Since growers are concerned about potential sugarcane yield reductions associated with the incorporation of trifluralin, soil-surface applications of herbicides currently registered in sugarcane along with others presently registered or near registration in other crops were evaluated for itchgrass control and sugarcane injury under similar conditions at several locations in the sugarcane growing regions of Louisiana.

MATERIALS AND METHODS Trifluralin Comparison Studies

Studies were conducted at Rougon and Thibodaux, LA in 1988 and at Maringouin and Thibodaux, LA in 1989. The Rougon and Maringouin sites were located in the northern sugarcane growing region of Louisiana whereas the Thibodaux site was located in the southern growing area.

The sugarcane cultivar 'CP 70-321' (plant cane) was present at Rougon in 1988, 'CP 70-321' (second stubble) was present at Thibodaux in 1988 and 1989, and 'CP 76-331' was present at Maringouin in 1989. Natural itchgrass infestations occurred at each location.
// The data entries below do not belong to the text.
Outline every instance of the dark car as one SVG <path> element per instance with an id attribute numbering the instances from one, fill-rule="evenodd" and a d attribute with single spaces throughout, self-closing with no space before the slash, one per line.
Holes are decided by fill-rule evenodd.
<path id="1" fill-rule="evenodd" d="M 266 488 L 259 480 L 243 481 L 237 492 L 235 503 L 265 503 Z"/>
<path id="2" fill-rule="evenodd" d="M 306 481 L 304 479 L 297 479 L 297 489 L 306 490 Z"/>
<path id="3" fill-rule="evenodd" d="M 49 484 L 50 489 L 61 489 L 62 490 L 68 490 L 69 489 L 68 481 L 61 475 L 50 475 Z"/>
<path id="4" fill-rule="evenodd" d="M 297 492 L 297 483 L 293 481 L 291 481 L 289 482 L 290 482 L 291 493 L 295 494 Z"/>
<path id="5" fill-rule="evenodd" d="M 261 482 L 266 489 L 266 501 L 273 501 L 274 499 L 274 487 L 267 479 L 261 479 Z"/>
Treatments consisted of soil-incorporated trifluralin at 2.2 kg/ha and pendimethalin at 2.2 and 3.3 kg/ha, fomesafen at 0.84 kg/ha, and clomazone at 1.1 and 1.7 kg/ha applied directly to the soil surface. Plots to be treated with trifluralin were shaved (2.2 to 5 cm of soil removed) prior to application. Trifluralin was applied to a 90-cm band on top of the sugarcane bed and incorporated immediately after treatment with two passes of a rolling cultivator. Soil-surface treatments were applied as a 90-cm band over-the-top of the sugarcane. In 1988, herbicides were applied on April 20 at Rougon and on March 22 at Thibodaux, and in 1989 on March 15 at Maringouin and on March 14 at Thibodaux. At all locations sufficient rainfall to activate herbicides was received within 10 days after application. At the time of application, sugarcane was 64 to 76 cm, 10 to 15 cm, and 8 to 10 cm in height at Rougon, Maringouin, and Thibodaux (1989), respectively. Green cane growth was not present when herbicides were applied at the Thibodaux site in 1988 due to top-kill of emerged cane by frost. Itchgrass was not present at any of the sites when the herbicides were applied. Visual itchgrass control and sugarcane injury were rated just prior to the layby cultivation in mid-May.

A randomized complete block experimental design with 4 replications in 1988 and 5 replications in 1989 was used. Data were subjected to analysis of variance for individual locations.

Differences among treatment means were determined using Fisher-protected Least Significant Difference (LSD) tests at the 5% level of probability.